I've looked into this a bit.
As noted previously, it is essentially impossible to figure out exact shipments of 8051,
as there is no central clearinghouse of licensees, and there are literally dozens of
suppliers sticking 8051 IP in all sorts of things. That said, according to the only
reasonably well cited analyst report I have (from Emitt Solutions), the 8051 architecture
accounted for 19% of the US$4.9 billion 8-bit MPU market in 2007. If you wave your hand
and say the average volume price across all 8051 variants is US$0.25 (a number I think is
probably high), that's around 40 billion units shipped in 2007.
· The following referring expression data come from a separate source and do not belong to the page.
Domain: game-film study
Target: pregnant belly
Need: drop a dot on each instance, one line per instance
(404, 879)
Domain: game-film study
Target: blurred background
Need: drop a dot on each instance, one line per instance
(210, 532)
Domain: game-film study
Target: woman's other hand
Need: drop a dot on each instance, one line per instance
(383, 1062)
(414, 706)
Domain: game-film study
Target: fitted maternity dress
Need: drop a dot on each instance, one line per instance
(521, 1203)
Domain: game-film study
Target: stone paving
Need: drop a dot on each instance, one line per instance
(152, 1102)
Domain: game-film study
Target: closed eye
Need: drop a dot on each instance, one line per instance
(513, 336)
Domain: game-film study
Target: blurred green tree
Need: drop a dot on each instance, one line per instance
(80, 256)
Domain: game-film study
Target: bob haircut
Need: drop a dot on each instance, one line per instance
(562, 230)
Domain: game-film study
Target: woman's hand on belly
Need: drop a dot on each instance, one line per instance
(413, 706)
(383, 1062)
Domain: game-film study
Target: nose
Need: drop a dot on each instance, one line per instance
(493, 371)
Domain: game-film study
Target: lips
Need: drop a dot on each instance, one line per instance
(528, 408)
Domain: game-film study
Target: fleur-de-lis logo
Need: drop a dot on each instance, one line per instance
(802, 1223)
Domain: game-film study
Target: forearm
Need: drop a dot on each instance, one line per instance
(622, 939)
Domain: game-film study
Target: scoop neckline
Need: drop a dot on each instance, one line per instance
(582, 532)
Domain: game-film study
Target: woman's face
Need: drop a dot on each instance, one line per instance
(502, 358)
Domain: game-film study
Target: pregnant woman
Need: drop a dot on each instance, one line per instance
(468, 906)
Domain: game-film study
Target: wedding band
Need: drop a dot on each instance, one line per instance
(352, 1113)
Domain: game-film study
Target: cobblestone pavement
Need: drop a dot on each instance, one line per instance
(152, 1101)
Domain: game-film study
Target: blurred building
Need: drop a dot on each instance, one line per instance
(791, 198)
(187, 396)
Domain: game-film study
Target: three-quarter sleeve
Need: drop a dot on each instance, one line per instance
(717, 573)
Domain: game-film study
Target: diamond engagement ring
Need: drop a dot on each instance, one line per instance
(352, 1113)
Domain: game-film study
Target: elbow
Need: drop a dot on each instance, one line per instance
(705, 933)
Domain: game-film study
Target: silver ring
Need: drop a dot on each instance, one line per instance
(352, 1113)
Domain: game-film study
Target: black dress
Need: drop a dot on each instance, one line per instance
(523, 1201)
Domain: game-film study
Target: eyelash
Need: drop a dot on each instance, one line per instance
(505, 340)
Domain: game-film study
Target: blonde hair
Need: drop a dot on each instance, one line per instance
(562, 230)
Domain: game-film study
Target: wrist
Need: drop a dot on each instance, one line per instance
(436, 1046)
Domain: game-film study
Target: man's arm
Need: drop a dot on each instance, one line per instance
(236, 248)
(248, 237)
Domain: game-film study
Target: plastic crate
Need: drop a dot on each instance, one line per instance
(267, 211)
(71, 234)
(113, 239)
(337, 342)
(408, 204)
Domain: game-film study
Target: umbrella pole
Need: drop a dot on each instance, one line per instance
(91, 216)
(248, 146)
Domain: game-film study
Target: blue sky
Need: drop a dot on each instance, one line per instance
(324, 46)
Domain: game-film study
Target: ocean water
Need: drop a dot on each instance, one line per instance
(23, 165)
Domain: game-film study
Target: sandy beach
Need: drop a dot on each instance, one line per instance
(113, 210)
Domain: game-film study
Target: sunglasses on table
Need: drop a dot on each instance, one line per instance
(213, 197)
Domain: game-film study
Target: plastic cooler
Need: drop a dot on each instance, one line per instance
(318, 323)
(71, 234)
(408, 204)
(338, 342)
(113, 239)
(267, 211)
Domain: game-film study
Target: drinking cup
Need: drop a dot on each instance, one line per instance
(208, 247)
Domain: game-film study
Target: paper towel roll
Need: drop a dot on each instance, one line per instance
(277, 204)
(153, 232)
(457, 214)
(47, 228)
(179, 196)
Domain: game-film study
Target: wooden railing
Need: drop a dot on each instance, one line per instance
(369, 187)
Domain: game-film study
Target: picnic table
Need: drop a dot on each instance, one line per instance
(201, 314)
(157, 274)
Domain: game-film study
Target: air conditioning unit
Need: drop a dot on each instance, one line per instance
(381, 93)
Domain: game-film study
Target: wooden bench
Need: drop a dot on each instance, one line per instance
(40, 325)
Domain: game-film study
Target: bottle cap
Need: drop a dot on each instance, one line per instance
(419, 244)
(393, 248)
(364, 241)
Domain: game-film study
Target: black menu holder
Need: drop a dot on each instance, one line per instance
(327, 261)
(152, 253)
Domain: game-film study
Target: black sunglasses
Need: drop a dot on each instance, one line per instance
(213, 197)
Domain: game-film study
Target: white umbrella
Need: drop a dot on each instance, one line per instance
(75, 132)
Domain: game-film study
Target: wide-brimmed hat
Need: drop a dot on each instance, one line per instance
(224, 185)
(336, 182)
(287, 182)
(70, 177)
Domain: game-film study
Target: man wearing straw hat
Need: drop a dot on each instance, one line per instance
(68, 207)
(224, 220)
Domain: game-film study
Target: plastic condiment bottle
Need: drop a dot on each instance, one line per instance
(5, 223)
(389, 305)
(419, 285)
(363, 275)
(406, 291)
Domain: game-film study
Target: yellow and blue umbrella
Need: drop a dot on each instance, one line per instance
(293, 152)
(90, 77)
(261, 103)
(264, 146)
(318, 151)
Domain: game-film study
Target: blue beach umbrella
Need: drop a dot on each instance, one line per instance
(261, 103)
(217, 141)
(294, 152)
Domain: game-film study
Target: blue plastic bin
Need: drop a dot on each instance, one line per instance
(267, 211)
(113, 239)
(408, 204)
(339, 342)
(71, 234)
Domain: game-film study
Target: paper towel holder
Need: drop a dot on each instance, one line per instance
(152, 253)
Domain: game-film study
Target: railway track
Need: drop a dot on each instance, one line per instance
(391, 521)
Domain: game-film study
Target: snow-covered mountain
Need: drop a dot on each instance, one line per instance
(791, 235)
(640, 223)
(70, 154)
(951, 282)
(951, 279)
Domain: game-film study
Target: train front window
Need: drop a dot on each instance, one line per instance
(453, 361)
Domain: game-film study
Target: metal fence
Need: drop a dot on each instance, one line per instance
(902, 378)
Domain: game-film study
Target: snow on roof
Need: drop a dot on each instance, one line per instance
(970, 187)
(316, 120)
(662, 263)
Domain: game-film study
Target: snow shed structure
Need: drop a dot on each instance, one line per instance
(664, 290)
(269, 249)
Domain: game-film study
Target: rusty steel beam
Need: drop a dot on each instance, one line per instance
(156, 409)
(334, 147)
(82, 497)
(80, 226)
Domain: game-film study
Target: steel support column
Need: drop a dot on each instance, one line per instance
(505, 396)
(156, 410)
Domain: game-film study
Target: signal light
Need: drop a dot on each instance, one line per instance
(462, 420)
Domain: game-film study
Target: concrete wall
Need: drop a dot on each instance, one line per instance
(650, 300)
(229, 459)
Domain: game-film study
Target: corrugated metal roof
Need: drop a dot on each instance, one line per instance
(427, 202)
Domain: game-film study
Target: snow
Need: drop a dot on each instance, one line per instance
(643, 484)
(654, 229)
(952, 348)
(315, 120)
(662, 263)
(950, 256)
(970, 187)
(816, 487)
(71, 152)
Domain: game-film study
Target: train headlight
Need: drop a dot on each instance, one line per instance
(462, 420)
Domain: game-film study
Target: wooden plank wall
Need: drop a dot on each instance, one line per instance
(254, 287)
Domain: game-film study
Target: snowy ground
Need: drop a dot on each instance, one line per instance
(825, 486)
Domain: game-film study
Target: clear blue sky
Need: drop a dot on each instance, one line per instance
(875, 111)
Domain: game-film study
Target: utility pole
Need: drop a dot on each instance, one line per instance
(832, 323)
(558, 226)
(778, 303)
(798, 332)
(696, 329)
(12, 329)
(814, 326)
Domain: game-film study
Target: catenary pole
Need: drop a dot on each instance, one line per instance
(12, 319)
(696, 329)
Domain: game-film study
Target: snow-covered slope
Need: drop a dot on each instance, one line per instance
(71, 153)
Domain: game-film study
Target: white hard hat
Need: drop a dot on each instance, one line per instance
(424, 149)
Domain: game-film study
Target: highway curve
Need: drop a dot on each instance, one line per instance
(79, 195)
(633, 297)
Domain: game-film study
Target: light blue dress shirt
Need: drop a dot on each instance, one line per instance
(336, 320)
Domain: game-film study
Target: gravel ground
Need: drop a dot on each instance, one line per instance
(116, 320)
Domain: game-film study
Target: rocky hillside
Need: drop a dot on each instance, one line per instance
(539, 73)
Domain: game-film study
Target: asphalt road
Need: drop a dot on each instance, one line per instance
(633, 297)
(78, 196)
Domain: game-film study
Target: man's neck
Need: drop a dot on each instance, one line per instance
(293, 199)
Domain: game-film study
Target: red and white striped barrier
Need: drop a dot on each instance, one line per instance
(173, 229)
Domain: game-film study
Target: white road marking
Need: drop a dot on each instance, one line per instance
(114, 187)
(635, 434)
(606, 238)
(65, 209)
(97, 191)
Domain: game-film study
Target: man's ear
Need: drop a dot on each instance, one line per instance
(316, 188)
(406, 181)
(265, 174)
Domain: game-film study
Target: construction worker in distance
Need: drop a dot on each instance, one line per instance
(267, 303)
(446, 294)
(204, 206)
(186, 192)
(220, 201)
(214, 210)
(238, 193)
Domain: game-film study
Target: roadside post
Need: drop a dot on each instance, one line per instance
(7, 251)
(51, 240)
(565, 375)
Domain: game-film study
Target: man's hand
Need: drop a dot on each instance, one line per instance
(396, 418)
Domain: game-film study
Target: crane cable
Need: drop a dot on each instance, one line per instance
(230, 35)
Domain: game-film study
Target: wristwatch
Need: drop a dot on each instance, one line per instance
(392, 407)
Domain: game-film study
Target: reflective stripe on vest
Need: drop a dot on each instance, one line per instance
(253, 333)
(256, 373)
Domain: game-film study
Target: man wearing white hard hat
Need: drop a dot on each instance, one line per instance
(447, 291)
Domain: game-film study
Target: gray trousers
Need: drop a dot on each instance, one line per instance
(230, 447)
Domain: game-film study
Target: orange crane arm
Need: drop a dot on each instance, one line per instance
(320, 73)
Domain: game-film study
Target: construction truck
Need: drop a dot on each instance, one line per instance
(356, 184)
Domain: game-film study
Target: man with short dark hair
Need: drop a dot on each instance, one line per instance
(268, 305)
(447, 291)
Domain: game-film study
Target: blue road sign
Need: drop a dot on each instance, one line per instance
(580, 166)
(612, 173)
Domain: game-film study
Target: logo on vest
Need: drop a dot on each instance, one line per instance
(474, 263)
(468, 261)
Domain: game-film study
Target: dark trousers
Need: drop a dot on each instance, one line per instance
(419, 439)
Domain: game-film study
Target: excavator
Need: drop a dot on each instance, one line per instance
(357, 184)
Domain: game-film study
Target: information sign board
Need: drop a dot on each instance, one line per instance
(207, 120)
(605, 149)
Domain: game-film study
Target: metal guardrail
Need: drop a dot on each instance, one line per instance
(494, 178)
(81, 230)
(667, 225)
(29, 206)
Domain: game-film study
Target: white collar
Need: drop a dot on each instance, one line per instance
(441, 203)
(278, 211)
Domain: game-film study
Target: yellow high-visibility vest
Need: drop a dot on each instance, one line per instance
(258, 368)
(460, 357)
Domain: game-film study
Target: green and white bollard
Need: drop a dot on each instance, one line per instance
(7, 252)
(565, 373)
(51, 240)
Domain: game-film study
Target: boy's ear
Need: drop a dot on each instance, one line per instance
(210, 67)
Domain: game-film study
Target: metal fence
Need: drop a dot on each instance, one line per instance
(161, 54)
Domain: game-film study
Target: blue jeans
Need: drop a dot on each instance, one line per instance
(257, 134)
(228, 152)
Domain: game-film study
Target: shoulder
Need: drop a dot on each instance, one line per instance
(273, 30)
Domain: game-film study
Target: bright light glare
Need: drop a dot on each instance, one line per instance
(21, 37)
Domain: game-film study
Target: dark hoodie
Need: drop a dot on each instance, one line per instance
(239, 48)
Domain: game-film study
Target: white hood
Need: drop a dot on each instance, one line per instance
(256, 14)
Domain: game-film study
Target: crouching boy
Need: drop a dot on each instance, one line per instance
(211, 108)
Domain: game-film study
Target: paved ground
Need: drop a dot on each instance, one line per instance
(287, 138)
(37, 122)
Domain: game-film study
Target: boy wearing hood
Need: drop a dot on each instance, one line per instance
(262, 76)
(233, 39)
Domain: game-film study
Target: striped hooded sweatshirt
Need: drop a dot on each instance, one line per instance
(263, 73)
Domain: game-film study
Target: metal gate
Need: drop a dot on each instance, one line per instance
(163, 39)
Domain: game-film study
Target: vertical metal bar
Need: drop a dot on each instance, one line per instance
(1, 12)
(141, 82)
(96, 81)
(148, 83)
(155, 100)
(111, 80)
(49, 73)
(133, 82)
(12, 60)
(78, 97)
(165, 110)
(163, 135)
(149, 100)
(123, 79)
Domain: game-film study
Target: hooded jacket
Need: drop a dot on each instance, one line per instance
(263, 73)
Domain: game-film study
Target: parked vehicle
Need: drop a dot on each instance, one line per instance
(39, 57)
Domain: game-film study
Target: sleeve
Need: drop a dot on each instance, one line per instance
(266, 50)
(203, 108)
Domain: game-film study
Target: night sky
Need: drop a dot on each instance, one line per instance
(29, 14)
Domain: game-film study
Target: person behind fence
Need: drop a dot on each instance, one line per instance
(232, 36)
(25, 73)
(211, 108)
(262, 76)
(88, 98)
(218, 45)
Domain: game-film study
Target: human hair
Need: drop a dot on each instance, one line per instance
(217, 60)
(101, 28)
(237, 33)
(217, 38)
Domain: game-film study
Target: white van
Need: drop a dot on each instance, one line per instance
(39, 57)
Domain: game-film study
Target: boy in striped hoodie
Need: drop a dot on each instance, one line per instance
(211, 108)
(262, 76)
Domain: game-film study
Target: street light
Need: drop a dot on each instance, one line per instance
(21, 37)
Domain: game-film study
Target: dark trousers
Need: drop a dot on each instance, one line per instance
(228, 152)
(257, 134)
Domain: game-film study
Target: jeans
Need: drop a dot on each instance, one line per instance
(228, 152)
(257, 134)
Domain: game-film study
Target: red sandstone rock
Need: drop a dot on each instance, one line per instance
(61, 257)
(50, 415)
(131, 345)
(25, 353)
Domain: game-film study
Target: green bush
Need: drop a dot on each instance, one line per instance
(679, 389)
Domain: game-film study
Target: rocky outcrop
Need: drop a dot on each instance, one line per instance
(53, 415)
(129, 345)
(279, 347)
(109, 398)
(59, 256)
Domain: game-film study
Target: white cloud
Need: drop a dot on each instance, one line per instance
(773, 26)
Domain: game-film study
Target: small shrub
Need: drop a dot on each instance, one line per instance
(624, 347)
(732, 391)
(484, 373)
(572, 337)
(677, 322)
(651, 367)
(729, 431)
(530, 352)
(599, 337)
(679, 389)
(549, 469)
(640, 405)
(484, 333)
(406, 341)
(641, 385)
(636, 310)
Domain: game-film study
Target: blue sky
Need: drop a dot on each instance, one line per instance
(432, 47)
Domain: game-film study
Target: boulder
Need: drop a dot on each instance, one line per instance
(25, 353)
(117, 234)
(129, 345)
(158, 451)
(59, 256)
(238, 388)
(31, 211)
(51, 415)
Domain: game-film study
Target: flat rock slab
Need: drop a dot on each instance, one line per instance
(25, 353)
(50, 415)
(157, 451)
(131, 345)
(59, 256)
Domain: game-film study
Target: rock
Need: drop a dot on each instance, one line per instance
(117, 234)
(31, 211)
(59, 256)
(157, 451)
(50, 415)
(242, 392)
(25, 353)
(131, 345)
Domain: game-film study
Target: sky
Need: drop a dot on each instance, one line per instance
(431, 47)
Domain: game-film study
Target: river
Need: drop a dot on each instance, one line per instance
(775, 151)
According the Annual Report for ARM Holdings, Plc., there were shipped 2.6 billion ARM
processors for mobile applications and 1.4 billion in other applications from all licenses
in 2008. This was up from around 3 billion units in 2007 (in a total market for 32-bit
embedded processors of around US$3.8B). Safe to assume it was more than that in 2009. Not
sure what that represents as a revenue number, as ARM Holdings revenue numbers are for
licensing fees. However, one could guess it's a market of significantly more than
US$4b across all licensees in 2008.
By comparison, Freescale did around US$1.88B in microcontroller sales, but that was across
all their lines (including the still very popular 68xx/HC lines), so is safe to assume the
actual units shipped for PPC is a fraction of ARM numbers. I know there are other PPC
licensees, but I don't think they're going to make up that gap.
All analysts agree that the 8-bit market is eroding and the 32-bit world is exploding,
from a market share if not revenue perspective.